Now look at this draped style, aptly called Dolman Drape.
This silhouette is designed to be worn loose at the bust and fitted at the low waist area. It's the same size 2 model, and you can see how this top adds volume to her torso, making her hips look narrow in comparison. This style works well for women who are flatter at the bust and/ or wide at the hip. If a woman who had a bust measurement of size 4 wanted to try on a Dolman Drape in size 2, she would have no problem because it's loose around the bust anyway. In fact, even a woman with a size 6 bust could wear this silhouette, if her waist and hip measurements were closer to a size 2.
Now our final silhouette for this case study: Draped Shirt.
Draped Shirt is tailored around the bust, but loose around the waist. The model is wearing a size 2, but let's say a woman who had a bust that corresponds to a size 2 and a waist that was closer to a size 4 tried this on, she'd have no problem carrying it off.
A customer who has a bust of 35" and a waist of 26" would wear a size 2 in Dolman Drape, but a size 6 in Draped Shirt.
So long story short: our size chart is standard, but each silhouette has a different shape.
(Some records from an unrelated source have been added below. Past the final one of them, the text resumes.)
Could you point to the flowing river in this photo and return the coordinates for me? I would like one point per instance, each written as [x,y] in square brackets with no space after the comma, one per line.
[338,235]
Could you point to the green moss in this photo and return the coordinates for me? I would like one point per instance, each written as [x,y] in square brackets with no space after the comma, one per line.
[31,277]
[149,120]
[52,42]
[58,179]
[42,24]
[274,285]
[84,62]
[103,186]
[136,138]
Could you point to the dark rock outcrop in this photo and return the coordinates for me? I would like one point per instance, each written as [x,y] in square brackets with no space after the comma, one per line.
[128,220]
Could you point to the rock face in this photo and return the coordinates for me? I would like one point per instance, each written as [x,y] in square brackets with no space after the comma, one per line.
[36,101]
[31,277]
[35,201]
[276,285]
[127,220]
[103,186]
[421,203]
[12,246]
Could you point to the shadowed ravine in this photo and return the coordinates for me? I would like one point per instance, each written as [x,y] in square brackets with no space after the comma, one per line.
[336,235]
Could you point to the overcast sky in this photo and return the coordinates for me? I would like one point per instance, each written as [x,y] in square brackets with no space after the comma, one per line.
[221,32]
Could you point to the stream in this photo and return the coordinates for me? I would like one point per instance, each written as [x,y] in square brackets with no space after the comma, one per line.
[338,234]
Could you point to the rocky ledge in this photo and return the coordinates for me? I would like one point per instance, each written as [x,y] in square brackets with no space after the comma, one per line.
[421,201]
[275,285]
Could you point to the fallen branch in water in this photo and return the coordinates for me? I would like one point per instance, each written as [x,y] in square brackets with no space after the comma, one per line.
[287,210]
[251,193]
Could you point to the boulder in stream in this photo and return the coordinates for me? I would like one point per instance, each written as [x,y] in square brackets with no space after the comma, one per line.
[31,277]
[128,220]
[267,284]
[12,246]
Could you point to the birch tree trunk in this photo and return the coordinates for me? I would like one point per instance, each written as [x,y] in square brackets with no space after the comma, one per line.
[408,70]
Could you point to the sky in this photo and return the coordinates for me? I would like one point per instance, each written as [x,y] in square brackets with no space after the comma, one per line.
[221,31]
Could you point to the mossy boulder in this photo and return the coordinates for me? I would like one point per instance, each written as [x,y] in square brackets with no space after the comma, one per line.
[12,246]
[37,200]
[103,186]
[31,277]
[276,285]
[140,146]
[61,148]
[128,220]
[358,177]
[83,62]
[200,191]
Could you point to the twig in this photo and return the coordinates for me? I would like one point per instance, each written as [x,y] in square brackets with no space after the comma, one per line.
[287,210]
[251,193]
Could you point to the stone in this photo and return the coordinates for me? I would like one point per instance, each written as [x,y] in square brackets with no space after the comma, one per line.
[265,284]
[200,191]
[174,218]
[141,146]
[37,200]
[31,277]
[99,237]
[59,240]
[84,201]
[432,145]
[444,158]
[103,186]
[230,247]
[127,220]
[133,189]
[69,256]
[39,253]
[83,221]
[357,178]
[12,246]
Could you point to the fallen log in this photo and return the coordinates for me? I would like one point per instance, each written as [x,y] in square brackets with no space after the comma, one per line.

You should definitely be suspicious if you shop at a store where all the clothes that fit you have the same silhouette but different size labels. However if different silhouettes that fit you have different size labels, that's just because your body measurements can't be categorized easily into that brand's standard size chart (not a bad thing- it just means you're unique)!
And in case you're worried that this is all so complicated, look on the bright side: once you figure out your body proportions, you'll be in a much better position to assess which silhouettes flatter you the most!